1. In-market leverage. Growth accelerated as the company pursued in-market opportunities, first renting (as well as laundering, repairing, and replacing) uniforms for factory workers, and then additionally offering uniforms for front-office personnel and specialty items such as flame-resistant garments for specific needs. At the same time, Cintas worked with manufacturers to develop new materials that would be resistant to staining, that would stand up to repeated washing and need little ironing, and that would provide protection as well as style.
2. Near-market expansion. Cintas enters new markets and geographies by cautiously testing whether its core business model will prosper before committing to those opportunities. The company has leveraged its capabilities system by adding other clearly linked services, including renting and cleaning floor mats; providing washroom supplies; and managing, cleaning, providing, and servicing first-aid kits and fire extinguishers. The company moved into adjacent businesses by offering services to existing customers such as employee safety training, and by expanding its customer base to include companies in other industries such as hotels and airlines.
3. Capability development. Cintas was also able to realize when it had reached the limits of its capabilities system. After entering and building a successful document storage and imaging business to offer additional services to customers, the company figured out that this new business was driven as much by commodity prices and real estate as by Cintas’s own strengths in logistics, services, and operations. In 2014, Cintas sold this business. Finally, Cintas has used mergers and acquisitions to access and test new capabilities and new services, and expanded by rolling up smaller companies in similar businesses, where the company could further leverage its capabilities.

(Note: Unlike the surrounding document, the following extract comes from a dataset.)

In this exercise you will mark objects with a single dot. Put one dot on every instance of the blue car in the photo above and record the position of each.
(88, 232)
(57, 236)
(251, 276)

This cycle of continuous growth has given Cintas strong and consistent financial performance over the decades, and enabled the company to successfully weather the post-2008 downturn. Today, Cintas is one of the largest business services suppliers in North America; it employs 30,000 people, serves more than 900,000 customers, and maintains 430 facilities, including six manufacturing plants and nine distribution centers.
Companies that have struggled to grow consistently tend to think about growth in terms of contradictions: sticking with their current markets versus moving into new ones; leveraging versus enhancing their capabilities; growing their current business versus expanding via M&A; “staying true to themselves” versus leaving their corporate identity behind — but these are all false choices. The art of continuous growth involves reconciling activities that only seem to contradict one another. Combining them will yield a capabilities-driven strategy that will generate continuous growth.